11. Add To Do lists to your calendar. — create a Remember the Milk account then tie it into your GCal. You’ll get a checkmark button for each date on your calendar that lets you review tasks that are due and overdue, add new tasks, and mark tasks as complete.
12. Get a bigger view of your calendar. If you’re using your calendar on a small screen, you might want to be able to maximize the calendar part and eliminate the list of calendars, the mini calendar, the search box, and other extraneous stuff. Try the Firefox Full Cal extension. It gives you a keyboard short cut (by default
13. Share your free/busy information on your blog. If your email is overrun with back-and-forths about scheduling telecons or face-to-face meetings, you might want to let everyone know up front when you’re available. You don’t have to share all your event details; just go to “Settings” > “Calendars”, click on “Share this calendar” for the calendar with the information you want to share, choose “Share only my free / busy information (hide details),” and save.Then, go back to the calendar page (by clicking on the down arrow next to the calendar name in the calendar list, and choosing “calendar settings”), click on the “HTML” button in the “Calendar Address:” area and click on “Configuration tool” in the dialog box that pops up. You’ll be able to generate HTML for embedding the calendar within a web page.
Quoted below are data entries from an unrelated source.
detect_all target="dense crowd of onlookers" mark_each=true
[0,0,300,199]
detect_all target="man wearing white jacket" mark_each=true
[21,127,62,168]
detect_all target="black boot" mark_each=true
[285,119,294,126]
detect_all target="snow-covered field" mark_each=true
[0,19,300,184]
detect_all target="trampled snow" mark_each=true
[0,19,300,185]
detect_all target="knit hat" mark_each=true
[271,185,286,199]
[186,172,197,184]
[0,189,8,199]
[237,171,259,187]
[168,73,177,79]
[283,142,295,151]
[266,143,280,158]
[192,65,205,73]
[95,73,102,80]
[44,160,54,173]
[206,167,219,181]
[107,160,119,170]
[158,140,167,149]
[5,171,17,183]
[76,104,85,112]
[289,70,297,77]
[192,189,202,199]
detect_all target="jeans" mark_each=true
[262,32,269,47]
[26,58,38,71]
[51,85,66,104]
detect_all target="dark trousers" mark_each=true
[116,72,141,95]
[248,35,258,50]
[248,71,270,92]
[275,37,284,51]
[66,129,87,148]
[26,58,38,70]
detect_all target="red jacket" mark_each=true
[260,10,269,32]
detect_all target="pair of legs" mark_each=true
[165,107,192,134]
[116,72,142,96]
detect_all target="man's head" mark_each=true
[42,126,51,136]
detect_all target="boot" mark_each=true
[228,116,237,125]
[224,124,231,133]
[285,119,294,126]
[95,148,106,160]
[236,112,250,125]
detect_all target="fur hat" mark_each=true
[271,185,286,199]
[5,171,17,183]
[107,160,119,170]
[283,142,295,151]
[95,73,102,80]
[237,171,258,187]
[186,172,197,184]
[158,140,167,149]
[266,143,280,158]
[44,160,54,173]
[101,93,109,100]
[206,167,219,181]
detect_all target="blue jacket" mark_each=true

14. Synchronize with your desktop calendar(s). Calgoo, in public beta right now, is a Java-based application for Windows, OS X, and Linux. It handles Google Calendar, iCal on the Mac, and Outlook on the PC, uniting the reigning trifecta of calendaring apps.
15. Add events from GMail. GMail includes some natural language processing that looks for event-related information and if it finds some, it will offer an “Add to calendar” link to the right of the message. Click on the link and you can edit the event information then save. Alternatively, if there’s event information but GMail didn’t catch it, use “Create Event” in the “More actions…” dropdown to launch an event editor popup form, where you can type in event information right as you’re reading it in the email.
16. Display an agenda in GMail. Want to see what your upcoming appointments are when you’re right in GMail? Install the Greasemonkey script Add Calendar Feed to GMail. Now create a Google Bookmark for your Google Calendar feed using your private XML link from the Calendar Settings page and be sure to give it the label GMgcal. Then run the GMail Agenda setup from Firefox (”Tools” > “Greasemonkey” > “User Script Commands…” > “GMail Agenda Setup”). You’ll get a list of upcoming calendar events displayed between your contacts list and labels list on the left-hand side of GMail.
17. Add a popup agenda with notifier to your Firefox status bar. The Google Calendar Notifier add-on gives you a popup agenda as well as notifications of upcoming events. You can tie the notifications into Growl, if you use that on the Mac, get popup notifications, and be re-notified of pending events.
18. View the weather forecast for your location. Under “Settings” > “General,” enter your location information and choose C or F under “Show weather based on my location.” Unfortunately, it’s only available for U.S. locations right now.